Through hard work and determination, Kapoor’s team has learned that “there are always good people out there willing to support good work; you just have to be authentic and, of course, have evidence for your work.”


PRIORITISING CHILD SAFETY

While education through creative outlets remains a key focus of Protsahan, the foundation still works directly with local community representatives to rescue girls from violence as a first priority.

“We’ve come to understand that for a child to thrive, first she needs to survive. And for child protection to happen, social protection of her family is key.”

“We’ve come to understand that for a child to thrive, first she needs to survive. And for child protection to happen, social protection of her family is key,” says Kapoor. It’s for this reason that the first step in Protsahan’s education strategy – the “journey of the girl” – is to identify and then connect vulnerable families to government support systems.

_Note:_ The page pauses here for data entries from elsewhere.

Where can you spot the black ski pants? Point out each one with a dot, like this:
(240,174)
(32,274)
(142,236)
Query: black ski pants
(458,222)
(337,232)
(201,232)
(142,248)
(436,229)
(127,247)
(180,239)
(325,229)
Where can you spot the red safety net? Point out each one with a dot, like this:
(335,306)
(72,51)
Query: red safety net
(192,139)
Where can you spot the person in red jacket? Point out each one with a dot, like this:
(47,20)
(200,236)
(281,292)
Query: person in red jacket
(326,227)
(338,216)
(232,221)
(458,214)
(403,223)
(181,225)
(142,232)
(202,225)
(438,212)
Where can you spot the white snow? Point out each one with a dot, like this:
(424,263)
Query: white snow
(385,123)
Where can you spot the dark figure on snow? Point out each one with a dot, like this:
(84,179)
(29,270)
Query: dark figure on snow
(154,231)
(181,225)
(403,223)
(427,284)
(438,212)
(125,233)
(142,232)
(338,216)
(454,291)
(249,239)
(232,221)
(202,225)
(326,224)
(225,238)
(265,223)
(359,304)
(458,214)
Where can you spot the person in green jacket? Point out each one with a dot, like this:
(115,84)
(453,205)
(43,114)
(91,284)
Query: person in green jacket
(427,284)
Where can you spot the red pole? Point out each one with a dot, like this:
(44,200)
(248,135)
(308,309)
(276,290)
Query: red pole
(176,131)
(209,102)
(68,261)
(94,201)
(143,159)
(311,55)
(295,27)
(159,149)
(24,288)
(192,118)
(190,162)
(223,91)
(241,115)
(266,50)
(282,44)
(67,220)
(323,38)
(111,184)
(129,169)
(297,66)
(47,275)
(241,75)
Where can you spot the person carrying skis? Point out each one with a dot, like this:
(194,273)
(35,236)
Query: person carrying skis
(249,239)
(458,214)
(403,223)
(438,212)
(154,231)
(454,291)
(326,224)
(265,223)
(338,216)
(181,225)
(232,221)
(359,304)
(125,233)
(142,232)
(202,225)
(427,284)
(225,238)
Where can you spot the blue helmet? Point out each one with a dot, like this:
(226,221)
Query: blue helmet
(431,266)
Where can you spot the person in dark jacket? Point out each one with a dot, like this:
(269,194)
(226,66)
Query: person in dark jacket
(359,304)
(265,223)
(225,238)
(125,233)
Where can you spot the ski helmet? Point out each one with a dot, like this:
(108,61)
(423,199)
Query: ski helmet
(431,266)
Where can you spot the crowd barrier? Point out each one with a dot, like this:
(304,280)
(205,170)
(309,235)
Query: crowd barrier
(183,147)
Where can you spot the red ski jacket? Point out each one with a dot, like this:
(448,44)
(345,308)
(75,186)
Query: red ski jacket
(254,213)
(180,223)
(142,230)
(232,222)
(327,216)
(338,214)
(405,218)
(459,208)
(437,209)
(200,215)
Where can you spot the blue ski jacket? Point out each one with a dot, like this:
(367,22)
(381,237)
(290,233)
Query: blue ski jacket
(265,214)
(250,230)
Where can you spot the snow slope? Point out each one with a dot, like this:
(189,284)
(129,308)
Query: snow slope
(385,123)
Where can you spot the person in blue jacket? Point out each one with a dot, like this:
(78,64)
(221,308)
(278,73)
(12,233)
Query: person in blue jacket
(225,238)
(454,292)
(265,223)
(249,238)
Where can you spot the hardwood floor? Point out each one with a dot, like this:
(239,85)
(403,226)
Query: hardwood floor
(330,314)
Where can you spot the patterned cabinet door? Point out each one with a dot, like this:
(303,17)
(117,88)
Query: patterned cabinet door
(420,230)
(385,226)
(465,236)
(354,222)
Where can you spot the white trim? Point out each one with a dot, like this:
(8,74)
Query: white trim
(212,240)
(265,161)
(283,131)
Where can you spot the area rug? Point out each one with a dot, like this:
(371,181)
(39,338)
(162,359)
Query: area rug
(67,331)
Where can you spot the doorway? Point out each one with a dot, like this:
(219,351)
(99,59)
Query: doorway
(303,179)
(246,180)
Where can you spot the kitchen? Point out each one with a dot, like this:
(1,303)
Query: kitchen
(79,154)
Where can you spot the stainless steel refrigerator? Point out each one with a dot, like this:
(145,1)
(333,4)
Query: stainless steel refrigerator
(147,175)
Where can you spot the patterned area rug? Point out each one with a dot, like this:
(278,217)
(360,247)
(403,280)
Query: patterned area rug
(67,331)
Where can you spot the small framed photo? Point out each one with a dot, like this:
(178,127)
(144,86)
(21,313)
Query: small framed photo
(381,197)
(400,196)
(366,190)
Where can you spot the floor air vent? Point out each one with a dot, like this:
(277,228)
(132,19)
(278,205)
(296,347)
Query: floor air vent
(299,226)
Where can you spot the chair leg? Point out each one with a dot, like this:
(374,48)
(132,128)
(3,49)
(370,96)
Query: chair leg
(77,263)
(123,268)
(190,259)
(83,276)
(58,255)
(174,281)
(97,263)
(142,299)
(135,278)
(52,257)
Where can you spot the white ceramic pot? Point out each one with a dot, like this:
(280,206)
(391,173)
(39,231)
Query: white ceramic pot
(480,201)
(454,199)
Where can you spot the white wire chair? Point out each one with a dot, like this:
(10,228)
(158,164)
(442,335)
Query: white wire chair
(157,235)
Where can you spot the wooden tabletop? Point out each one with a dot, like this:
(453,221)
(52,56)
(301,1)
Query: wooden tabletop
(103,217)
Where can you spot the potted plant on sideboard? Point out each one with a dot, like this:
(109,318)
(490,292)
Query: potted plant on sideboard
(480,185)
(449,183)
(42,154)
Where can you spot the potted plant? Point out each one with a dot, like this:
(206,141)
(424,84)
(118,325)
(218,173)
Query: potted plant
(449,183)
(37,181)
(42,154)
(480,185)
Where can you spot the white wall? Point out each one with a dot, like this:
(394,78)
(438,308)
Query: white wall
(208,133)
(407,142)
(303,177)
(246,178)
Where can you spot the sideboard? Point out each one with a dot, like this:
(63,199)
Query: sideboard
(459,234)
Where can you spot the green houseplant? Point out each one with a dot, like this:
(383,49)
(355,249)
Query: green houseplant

“A saying we always come back to as a team is: when a flower does not bloom, you fix the environment in which it grows not the flower, it’s the same analogy with a broken childhood dealing with trauma and violence,” she says. 


Going forward, Kapoor and Singh have made the decision not to build a sixth support centre, but to focus their efforts on scaling and building the capacity of other grassroots anti-violence and education initiatives within impoverished communities with a feminist trauma-informed lens. “We have built teachable modules on Child Protection Justice System in India, STEM learning and other subjects for girls, and different models on other areas such as cyber safety, etc. that impact extremely vulnerable girls and children,” says Kapoor. “This knowledge we are offering out as training materials to other such organisations across the country and the globe – this is the best way we can expand our work and support a wider reach of children.”

“Every girl should have access to a safe childhood. Every girl should have access to this world of magical possibilities.”

A marker of the programme’s success is the ripple effect of girls’ empowerment being seen in Indian communities. “Many of the girls who are graduating from school and universities through our programmes now earn more than the brother and the father of the family combined,” says Kapoor. “This means she has more decision making-power in her family; there is no abuse and violence because she's financially independent and she understands her agency better. The entire semantics of the family changes. Of course, it takes time and patience.”

“Every girl should have access to a safe childhood. Every girl should have access to this world of magical possibilities,” she concludes.